Learn English – How to use “expected of you”

word-usage

Currently I am doing voluntary work of a type that if I did not do it, nobody could. Additionally I am paying a lot of money in order to be able to do this work. Also it is not that the person who invited me to do this work could have gotten someone else to do the job and I was in "competition" with anyone – so if I were not doing it, nobody would be.

Today my inviter said to me "we expected you to do this". I felt very insulted by this, but I am not a native English speaker and neither is he, so either or both of us might have misunderstood the usage of this phrase. In my mother tongue it is okay to say "I expect it to rain" because this is a more formal way of saying "I think it will rain". However if one says to a person "I expect you to do this" then it means something along the lines of "you have to do it, damn it" being a strong demand.

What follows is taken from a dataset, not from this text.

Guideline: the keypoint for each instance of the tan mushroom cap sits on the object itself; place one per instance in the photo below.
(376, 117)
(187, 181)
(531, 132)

Basically the only situation where this would be appropriate would be if the one saying it is paying the other one. But even then it would only be said if the employee had been pretty negligent in the past.

If this were in my language I would say my inviter has been disrespectful and unfair, especially because he said something along the lines of "this is your job".

My question is now: Am I mistaken? Does "we expected you to do this" mean he just thought I would do this, or is he making demands?

Best Answer

It's ambiguous. Taken literally, it simply means that he thought that you would do it. However, there is often an implication that you should have done it, since expectations within a business context tend to be based on contracts, both formal and informal.

Since neither of you are conversing in your first language in this instance, I would say that the ambiguity is intensified - that is to say, it becomes even harder to guess what was intended.

Based on that, I think that if you make any assumptions (guesses) about what was meant, you run the risk of being wrong.